The Boyle Heights plan is the second L.A. neighborhood plan to incorporate new, more fluid zoning rules the city proposed last year and that will be adapted for individual neighborhoods. Additional zoning changes in Boyle Heights would relax the requirement that housing be situated 15 feet from the rear property line, in acknowledgment that many homes in Boyle Heights are already violating that requirement with unpermitted backyard units.
The plan calls for reducing that setback to five feet, and allowing for existing unpermitted rear units to be legalized, in the hopes that property owners will keep the main home and converted garage intact rather than demolishing and rebuilding them.
Boyle Heights currently has 22,000 housing units, but it will need at least 28,000 by 2040, according to projections from the Southern California Association of Governments.

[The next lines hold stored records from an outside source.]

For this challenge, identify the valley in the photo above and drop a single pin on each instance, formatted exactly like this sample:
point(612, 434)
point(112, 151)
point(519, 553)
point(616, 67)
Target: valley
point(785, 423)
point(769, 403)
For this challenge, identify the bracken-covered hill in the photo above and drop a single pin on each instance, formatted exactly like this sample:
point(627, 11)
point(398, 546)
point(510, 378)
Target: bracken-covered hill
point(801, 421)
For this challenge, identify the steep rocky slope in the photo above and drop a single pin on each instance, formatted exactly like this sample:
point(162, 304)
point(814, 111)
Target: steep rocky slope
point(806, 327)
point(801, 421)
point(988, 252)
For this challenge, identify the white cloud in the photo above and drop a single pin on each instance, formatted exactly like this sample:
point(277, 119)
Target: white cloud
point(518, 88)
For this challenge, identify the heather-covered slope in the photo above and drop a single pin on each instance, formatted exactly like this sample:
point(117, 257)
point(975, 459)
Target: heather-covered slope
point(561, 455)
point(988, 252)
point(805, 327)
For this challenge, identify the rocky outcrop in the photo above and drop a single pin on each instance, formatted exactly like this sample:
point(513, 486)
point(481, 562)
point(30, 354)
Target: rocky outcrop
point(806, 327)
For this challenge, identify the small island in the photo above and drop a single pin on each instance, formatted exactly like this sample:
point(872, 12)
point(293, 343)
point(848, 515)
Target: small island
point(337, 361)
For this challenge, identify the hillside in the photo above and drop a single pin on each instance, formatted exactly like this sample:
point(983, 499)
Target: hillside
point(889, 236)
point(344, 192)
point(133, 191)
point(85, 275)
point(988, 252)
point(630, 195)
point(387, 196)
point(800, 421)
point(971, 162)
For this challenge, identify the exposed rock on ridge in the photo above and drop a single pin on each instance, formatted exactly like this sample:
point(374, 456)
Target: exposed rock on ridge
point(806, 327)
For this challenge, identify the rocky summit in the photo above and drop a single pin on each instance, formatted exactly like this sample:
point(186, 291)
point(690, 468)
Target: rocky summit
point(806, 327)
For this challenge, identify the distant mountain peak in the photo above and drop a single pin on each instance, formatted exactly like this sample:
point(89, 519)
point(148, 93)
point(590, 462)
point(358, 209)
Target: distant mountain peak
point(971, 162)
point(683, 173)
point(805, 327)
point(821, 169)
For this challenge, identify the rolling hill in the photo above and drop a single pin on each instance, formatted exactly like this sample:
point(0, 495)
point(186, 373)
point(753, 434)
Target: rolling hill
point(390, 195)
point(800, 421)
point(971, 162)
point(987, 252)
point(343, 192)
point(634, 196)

City Planning’s Boyle Heights Community Plan seeks to add 5,000 more units than what SCAG recommends “to make sure we’re responding to the housing crisis and planning for adequate growth,” Weber said.

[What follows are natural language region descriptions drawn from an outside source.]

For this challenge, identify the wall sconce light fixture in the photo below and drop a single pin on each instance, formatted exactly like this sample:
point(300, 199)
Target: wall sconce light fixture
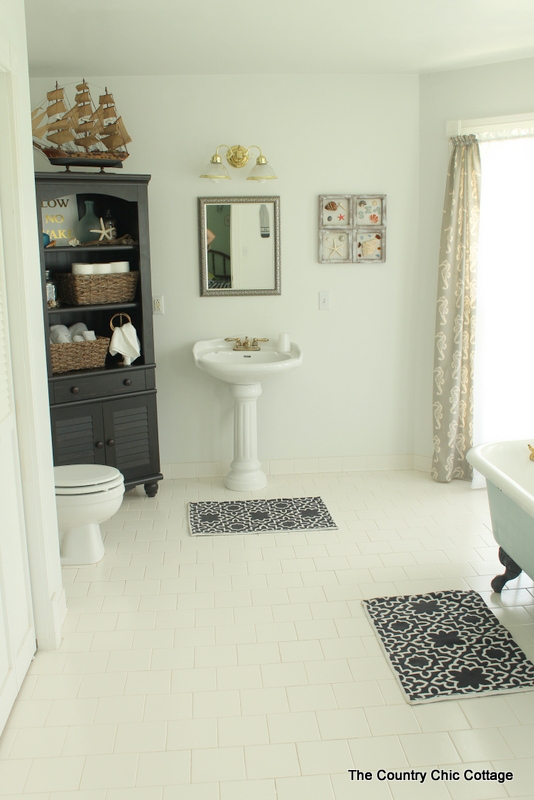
point(237, 156)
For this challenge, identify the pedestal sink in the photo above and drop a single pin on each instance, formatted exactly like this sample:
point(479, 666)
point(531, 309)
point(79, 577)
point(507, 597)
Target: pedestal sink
point(244, 370)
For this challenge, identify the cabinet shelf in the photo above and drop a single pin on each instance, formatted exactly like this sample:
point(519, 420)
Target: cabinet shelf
point(89, 248)
point(100, 307)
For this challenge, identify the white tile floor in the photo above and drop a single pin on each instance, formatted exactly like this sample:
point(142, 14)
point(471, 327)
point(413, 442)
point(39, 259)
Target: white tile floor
point(243, 668)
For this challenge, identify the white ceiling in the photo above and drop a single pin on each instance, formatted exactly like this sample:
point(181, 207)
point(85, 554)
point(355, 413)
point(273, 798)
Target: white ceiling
point(172, 37)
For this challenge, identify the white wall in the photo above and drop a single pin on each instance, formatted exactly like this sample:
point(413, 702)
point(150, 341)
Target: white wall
point(353, 396)
point(487, 91)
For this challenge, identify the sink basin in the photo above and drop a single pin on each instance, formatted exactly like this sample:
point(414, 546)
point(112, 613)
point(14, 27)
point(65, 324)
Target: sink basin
point(244, 370)
point(220, 360)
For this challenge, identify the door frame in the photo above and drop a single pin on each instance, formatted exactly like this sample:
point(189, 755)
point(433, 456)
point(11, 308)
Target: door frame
point(26, 333)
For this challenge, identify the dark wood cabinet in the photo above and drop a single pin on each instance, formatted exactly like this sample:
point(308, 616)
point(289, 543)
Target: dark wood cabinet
point(106, 415)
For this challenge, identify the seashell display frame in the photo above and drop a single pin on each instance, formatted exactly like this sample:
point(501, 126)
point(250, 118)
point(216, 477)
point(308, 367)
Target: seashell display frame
point(362, 218)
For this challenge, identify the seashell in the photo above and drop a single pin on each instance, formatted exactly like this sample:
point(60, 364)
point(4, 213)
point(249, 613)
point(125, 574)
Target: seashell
point(370, 246)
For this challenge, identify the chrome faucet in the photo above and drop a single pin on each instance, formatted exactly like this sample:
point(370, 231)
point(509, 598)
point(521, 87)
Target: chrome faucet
point(246, 344)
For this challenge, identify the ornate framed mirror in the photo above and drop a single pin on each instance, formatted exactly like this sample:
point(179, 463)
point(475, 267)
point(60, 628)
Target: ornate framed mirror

The parts of Boyle Heights that are most conducive to new housing are close to Metro Gold Line stations, as well as bus corridors like Whittier Blvd. and Soto Street. Understanding the historical significance of a place like Mariachi Plaza, the plan encourages more dense development in less residential neighborhood areas.
About 25 percent of Boyle Heights is designated for industrial use. While it is “an important part of both the local and regional economy, providing access to career ladders and skilled labor jobs,” Weber said, heavy industrial uses in proximity to existing residential areas as well as the L.A. River would not be allowed.
Light industrial businesses such as warehousing and distribution would still be permitted, but heavier industries such as auto dismantling and metal plating would be restricted. Land used for industrial purposes would also need to incorporate landscape buffers to make the areas less obtrusive, and also to direct noise away from homes.
Also known as bodegas, many of the small corner shops in Boyle Heights that sell groceries and other goods “are subject to a fairly rigorous process just to continue to exist,” Weber said. Zoning for much of the past 80 years, he added, doesn’t allow for the many shops that were built in the 1910s and 1920s to serve their local communities and are considered “legal nonconforming.” Built according to applicable zoning and building laws of their time, they do not meet current regulations.
The new plan would adopt zoning that allows corner sites to have a 1,500-square-foot retail establishment to sell food and beverages. In addition to legalizing the stores that already exist, the zoning also allows for new corner stores in residential areas.